Feast or Fired is a professional wrestling match concept featured in Impact Wrestling. The idea is based on the object on a pole match, which sees wrestlers trying to gain possession of items hanging from poles attached to the ring posts. In this case, the participants in the match try to grab one of four briefcases from the poles. In the match itself, a wrestler can only claim a briefcase if he/she leaves the ring with it and both feet touch the floor.

Stipulations
Inside each of the briefcases is some sort of paperwork. One of the cases holds a contract for an Impact World Championship match, one holds a contract for an Impact X Division Championship match, and one holds a contract for an Impact World Tag Team Championship match (with a partner of that wrestler's choosing). The fourth and final briefcase contains a pink slip, which fires the wrestler carrying it. (The 2016 edition replaced the X Division championship contract with one for the TNA King of the Mountain Championship.)

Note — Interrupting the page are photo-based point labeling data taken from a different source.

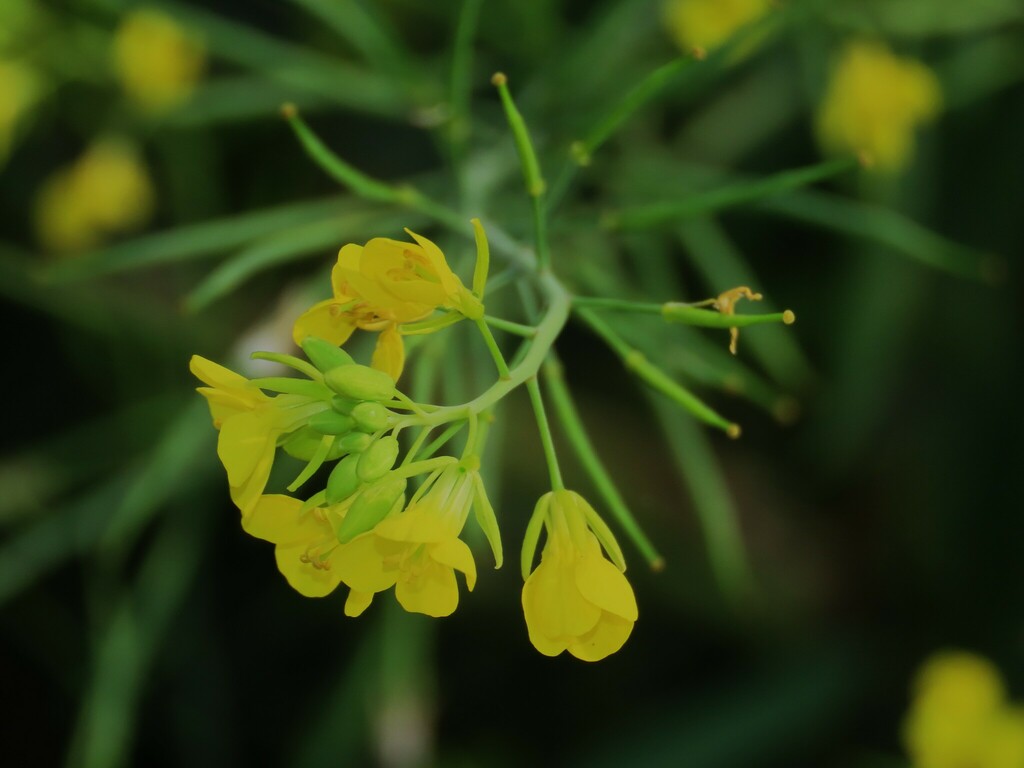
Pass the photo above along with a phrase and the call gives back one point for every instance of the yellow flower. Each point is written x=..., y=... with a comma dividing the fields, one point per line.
x=380, y=286
x=250, y=424
x=157, y=61
x=960, y=716
x=19, y=89
x=306, y=549
x=107, y=190
x=417, y=551
x=706, y=24
x=576, y=599
x=873, y=103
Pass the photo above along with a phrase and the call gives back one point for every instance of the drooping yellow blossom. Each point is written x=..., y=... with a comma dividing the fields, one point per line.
x=417, y=551
x=157, y=60
x=19, y=89
x=105, y=190
x=700, y=25
x=960, y=716
x=576, y=599
x=306, y=549
x=381, y=286
x=873, y=103
x=250, y=424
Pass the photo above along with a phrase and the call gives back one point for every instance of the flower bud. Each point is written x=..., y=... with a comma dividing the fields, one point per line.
x=360, y=383
x=331, y=422
x=371, y=417
x=372, y=506
x=343, y=480
x=354, y=442
x=377, y=460
x=324, y=354
x=343, y=404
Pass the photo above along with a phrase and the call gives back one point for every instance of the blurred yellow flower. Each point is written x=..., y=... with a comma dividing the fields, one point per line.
x=380, y=286
x=157, y=60
x=576, y=599
x=960, y=716
x=416, y=551
x=250, y=424
x=19, y=89
x=873, y=103
x=105, y=190
x=705, y=24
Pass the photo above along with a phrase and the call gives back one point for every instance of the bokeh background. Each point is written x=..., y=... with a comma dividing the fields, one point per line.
x=876, y=488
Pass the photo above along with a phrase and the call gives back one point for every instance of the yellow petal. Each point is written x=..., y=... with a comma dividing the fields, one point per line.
x=608, y=636
x=360, y=563
x=326, y=321
x=429, y=589
x=244, y=439
x=247, y=495
x=303, y=577
x=389, y=355
x=603, y=584
x=357, y=602
x=348, y=260
x=552, y=602
x=456, y=554
x=275, y=518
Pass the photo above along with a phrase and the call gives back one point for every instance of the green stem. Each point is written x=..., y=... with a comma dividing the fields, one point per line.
x=701, y=204
x=530, y=169
x=559, y=302
x=496, y=352
x=577, y=434
x=653, y=376
x=516, y=329
x=545, y=429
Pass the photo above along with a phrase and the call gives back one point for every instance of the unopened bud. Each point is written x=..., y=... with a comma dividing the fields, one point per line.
x=371, y=417
x=377, y=460
x=324, y=354
x=372, y=506
x=360, y=383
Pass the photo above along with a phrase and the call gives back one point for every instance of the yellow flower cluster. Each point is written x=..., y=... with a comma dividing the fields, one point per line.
x=960, y=716
x=380, y=286
x=361, y=529
x=157, y=60
x=104, y=192
x=875, y=102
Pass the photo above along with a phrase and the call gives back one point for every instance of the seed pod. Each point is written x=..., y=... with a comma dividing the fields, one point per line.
x=331, y=422
x=377, y=460
x=354, y=442
x=324, y=354
x=372, y=506
x=371, y=417
x=343, y=480
x=303, y=443
x=360, y=383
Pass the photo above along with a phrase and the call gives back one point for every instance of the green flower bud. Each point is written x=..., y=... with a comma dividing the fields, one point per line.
x=371, y=417
x=372, y=506
x=360, y=383
x=343, y=480
x=331, y=422
x=377, y=460
x=303, y=443
x=354, y=442
x=343, y=404
x=324, y=354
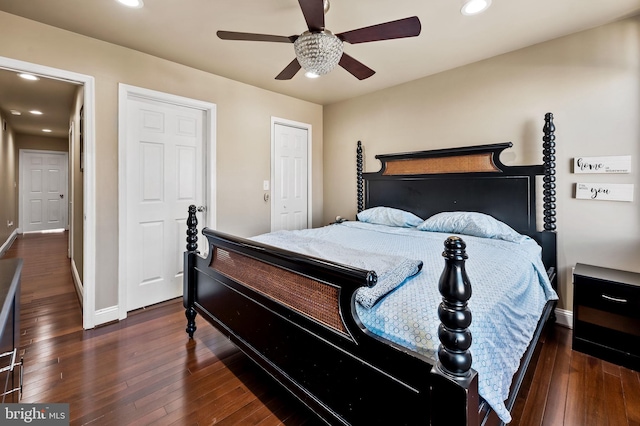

The winners of the briefcases do not reveal what is in them that night. Instead, they are revealed in a segment on a later episode of Impact!. Before the contents of the cases are revealed, each wrestler is given a choice to keep their case or forfeit it, which protects the wrestler from being fired, but also gives up any potential title match.

Once a wrestler wins a briefcase, it may be (and has been) defended in matches similar to the way championships are.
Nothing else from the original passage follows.